THE CHAIRS (Idiopathic Ridiculopathy Consortium): 2016 Fringe review 8

Sketch by Chuck Shultz.
Sketch by Chuck Shultz.

IRC presents a must-see revival of Eugene Ionesco’s 1952 classic THE CHAIRS, a defining work of the theater of the absurd. The play teeters on the edge of a metaphysical abyss, hovering between presence and absence, sight and invisibility, sound and silence, being and non-being. It is a grim travesty where nothingness is not only the main theme but a dramatic persona.

An Old Woman (Tina Brock) and an Old Man (Bob Schmidt), live on an island, with “water under the windows, stretching as far as the horizon”.  (A superb minimalist stage design sees mist hovering over the set: a circular wall of a lighthouse with many doors and flowing gauze draperies on the ceiling from which hangs a vintage bulb.) Married for 75 years, the couple grouse, argue, make up, reminisce, and play games as they wait for guests to arrive by boats: the guests are invisible but we can intuit their presence through the couple’s interactions.
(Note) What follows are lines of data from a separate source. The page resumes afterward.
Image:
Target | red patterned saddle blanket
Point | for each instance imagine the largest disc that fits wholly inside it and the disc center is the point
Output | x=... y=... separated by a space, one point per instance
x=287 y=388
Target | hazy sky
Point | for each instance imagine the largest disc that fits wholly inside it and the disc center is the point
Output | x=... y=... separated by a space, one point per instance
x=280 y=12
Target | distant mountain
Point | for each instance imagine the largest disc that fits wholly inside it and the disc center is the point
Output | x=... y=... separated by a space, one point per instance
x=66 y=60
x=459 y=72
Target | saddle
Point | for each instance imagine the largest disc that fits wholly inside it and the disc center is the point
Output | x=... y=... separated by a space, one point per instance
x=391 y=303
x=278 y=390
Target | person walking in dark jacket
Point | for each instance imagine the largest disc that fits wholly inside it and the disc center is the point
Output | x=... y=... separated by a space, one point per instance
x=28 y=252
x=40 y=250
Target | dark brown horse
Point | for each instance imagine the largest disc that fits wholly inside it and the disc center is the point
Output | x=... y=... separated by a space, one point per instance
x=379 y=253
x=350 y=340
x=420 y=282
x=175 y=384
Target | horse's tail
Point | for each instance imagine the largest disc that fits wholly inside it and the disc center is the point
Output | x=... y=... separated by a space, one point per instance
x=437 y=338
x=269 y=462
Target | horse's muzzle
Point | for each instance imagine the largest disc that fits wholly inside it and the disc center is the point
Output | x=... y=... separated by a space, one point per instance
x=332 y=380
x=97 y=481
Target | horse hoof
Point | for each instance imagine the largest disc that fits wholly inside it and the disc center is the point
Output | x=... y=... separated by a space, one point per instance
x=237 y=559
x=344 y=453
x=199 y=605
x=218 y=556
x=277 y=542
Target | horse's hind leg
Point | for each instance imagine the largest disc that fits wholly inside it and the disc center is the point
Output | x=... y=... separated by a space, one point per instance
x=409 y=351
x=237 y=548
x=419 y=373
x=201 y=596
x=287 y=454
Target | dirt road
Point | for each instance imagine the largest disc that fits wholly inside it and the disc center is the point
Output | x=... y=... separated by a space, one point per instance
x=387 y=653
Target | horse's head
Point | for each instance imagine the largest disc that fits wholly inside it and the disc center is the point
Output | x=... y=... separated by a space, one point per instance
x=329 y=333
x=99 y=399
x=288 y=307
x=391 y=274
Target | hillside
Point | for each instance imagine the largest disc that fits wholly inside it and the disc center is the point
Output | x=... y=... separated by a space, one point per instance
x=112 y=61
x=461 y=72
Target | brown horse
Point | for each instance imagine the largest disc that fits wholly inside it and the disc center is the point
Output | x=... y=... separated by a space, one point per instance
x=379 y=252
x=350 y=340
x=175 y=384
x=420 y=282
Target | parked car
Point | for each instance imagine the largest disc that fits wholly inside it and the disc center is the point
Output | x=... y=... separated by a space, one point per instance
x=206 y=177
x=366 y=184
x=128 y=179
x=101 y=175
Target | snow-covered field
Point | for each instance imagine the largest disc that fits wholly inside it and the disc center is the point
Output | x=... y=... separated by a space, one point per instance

Tonight is the big night. The Old Man has invited society’s crème de la crème to hear his message to the world, a revelation that will save humanity after it is delivered by an Orator (Tomas Dura) who is to speak on Old Man’s behalf. But we are in Ionesco’s universe, where meaning is always resisted and challenged. Words pile up faster than chairs; cognitive dissonance reigns over the stage as language games fracture in a world where Paris “never existed” or perhaps “it must have existed because it collapsed…Nothing remains of it but a song.”  It is nothing that eats away at the old couple, at their jittery, half-demented recollections, at their fleeting and jumbled longings in a place that’s half-madhouse, half-circus—rendered under Brock’s direction less in the grim key of tragedy, but an octave higher, as farce.

[Walnut Street Theatre Studio 5, 825 Walnut Street] September 6 –25, 2016; fringearts.com/eugene-ionesco-chairs.